🤖 AI Summary
Existing Transformer-based spiking neural networks (SNNs) suffer from the loss of local features due to max pooling and high computational redundancy in global self-attention, both of which contradict the inherent sparsity and energy efficiency of SNNs. To address these limitations, this work proposes LSFormer, the first Transformer-based SNN architecture incorporating a local dilated window mechanism. LSFormer integrates spike-aware pooling (SPooling) with a locality-structure-aware spiking self-attention (LS-SSA) module, effectively capturing both fine-grained local details and long-range dependencies while preserving network sparsity. The proposed method achieves state-of-the-art performance on benchmark datasets, surpassing the current best approaches by 4.3% and 8.6% in Top-1 accuracy on Tiny-ImageNet and N-CALTECH101, respectively.
📝 Abstract
Transformer-based Spiking Neural Networks (SNNs) integrate SNNs with global self-attention and have demonstrated impressive performance.

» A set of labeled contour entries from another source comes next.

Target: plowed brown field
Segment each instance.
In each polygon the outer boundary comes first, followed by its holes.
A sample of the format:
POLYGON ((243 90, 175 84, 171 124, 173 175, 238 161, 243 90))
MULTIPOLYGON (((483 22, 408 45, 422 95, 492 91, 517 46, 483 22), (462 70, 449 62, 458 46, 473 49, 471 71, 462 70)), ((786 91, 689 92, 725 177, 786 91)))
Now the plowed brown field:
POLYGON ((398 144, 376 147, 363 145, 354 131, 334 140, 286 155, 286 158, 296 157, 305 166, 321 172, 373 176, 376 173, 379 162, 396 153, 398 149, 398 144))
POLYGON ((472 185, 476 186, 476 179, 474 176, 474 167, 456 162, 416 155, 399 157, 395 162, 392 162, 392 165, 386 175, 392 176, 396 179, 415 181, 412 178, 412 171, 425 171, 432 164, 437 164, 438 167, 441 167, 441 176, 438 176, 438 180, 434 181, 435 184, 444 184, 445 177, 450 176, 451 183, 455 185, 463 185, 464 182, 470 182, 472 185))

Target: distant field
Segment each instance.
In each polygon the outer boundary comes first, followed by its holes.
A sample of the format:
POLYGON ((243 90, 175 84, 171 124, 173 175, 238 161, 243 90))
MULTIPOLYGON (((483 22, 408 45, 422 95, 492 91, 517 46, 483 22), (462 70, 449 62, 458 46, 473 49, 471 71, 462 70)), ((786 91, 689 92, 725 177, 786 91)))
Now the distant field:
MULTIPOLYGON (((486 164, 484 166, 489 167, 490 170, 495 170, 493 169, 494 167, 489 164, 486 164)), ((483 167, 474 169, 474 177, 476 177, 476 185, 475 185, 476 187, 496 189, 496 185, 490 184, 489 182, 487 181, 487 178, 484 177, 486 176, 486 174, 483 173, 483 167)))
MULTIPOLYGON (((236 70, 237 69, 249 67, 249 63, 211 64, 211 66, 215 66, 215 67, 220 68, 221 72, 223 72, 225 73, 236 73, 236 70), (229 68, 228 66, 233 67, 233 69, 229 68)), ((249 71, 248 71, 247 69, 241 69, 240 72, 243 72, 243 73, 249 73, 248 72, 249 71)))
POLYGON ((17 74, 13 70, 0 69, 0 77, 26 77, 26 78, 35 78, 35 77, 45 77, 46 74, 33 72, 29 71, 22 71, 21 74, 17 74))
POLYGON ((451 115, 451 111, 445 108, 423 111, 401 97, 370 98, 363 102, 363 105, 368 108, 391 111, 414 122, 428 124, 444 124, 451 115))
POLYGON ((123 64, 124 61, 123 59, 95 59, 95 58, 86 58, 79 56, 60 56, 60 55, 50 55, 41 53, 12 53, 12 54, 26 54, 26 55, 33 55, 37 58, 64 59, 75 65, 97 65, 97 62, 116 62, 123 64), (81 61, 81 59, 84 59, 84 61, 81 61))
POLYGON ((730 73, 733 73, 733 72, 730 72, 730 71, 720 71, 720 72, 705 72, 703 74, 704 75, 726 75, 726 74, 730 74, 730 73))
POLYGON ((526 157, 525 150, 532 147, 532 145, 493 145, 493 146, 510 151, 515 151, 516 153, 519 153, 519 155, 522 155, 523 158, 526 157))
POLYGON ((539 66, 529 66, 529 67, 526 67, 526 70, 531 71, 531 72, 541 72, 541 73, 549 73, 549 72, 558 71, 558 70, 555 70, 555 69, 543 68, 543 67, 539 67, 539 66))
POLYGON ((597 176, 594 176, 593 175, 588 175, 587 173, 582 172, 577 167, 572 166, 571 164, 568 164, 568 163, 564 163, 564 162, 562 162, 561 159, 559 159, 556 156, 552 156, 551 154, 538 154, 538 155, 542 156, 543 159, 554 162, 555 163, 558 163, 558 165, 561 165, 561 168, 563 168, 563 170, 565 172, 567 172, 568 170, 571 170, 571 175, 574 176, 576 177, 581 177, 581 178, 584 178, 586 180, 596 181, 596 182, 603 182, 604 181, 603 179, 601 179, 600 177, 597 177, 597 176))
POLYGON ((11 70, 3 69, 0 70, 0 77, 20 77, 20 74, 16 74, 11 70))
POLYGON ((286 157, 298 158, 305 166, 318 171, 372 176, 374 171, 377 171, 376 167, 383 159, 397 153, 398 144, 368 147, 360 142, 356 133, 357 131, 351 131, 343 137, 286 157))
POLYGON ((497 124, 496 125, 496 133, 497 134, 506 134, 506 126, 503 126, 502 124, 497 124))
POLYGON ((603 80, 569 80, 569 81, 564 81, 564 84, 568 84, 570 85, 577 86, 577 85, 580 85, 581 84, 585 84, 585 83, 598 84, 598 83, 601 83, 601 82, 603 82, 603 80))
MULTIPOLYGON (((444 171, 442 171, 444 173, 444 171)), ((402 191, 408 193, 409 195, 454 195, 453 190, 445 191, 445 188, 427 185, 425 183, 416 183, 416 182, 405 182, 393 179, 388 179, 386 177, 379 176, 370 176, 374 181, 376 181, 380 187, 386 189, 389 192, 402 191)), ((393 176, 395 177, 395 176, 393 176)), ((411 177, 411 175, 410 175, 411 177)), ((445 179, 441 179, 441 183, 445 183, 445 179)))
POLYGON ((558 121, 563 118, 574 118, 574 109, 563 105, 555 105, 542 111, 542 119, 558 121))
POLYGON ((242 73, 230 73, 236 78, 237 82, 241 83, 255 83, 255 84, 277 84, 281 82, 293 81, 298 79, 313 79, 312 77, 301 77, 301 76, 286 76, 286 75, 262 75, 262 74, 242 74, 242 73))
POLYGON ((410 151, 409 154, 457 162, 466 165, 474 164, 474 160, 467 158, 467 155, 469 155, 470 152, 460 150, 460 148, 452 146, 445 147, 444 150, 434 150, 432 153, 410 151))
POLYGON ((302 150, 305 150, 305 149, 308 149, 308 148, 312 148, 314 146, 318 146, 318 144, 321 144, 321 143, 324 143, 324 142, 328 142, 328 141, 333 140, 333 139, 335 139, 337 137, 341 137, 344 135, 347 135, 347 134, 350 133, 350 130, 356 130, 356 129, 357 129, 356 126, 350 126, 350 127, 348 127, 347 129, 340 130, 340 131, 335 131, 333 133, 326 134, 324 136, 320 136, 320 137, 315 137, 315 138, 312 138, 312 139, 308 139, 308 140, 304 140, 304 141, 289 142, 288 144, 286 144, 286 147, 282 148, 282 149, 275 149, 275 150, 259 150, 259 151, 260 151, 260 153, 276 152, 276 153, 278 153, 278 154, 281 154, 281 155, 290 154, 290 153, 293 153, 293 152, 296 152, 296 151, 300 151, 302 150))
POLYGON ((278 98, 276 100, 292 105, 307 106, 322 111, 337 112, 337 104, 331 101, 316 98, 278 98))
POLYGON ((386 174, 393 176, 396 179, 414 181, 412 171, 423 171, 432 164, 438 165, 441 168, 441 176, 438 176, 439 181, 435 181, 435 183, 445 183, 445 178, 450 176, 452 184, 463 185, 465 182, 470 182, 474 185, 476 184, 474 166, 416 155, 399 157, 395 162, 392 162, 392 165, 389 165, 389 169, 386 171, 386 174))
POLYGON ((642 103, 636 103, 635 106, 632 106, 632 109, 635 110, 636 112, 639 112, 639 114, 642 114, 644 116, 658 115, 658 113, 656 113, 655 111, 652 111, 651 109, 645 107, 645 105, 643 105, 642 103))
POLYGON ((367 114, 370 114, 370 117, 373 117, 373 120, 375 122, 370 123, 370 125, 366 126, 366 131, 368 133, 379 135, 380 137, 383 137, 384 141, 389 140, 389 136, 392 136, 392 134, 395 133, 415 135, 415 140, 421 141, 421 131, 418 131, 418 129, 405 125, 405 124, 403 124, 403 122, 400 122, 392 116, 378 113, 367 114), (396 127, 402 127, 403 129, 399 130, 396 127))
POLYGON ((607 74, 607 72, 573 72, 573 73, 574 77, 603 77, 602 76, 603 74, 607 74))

However, existing Transformer-based SNNs suffer from two fundamental limitations. First, they typically employ max pooling layers to reduce the size of feature maps, but the max pooling captures only the strongest response and fails to comprehensively preserve representative regional features. Second, the global self-attention involves all global feature interactions, resulting in computational redundancy and quadratic computational complexity, thus conflicting with the sparse and energy-efficient characteristics of SNNs. To address these challenges, we develop Local Structure-Aware Spiking Transformer (LSFormer), a novel Transformer-based Spiking Neural Network that incorporates Spiking Response Pooling (SPooling) and Local Structure-Aware Spiking Self-Attention (LS-SSA). For the first time, our LSFormer leverages a local dilated window mechanism to capture both local details and long-range dependencies. Experimental results demonstrate that our LSFormer achieves state-of-the-art performance compared to existing advanced Transformer-based SNNs. Notably, on the more challenging static dataset Tiny-ImageNet and neuromorphic dataset N-CALTECH101, LSFormer substantially outperforms state-of-the-art baselines by 4.3\% and 8.6\% in top-1 classification accuracy, respectively. These results highlight the potential of LSFormer to advance energy-efficient spiking models toward practical deployment in large-scale vision applications.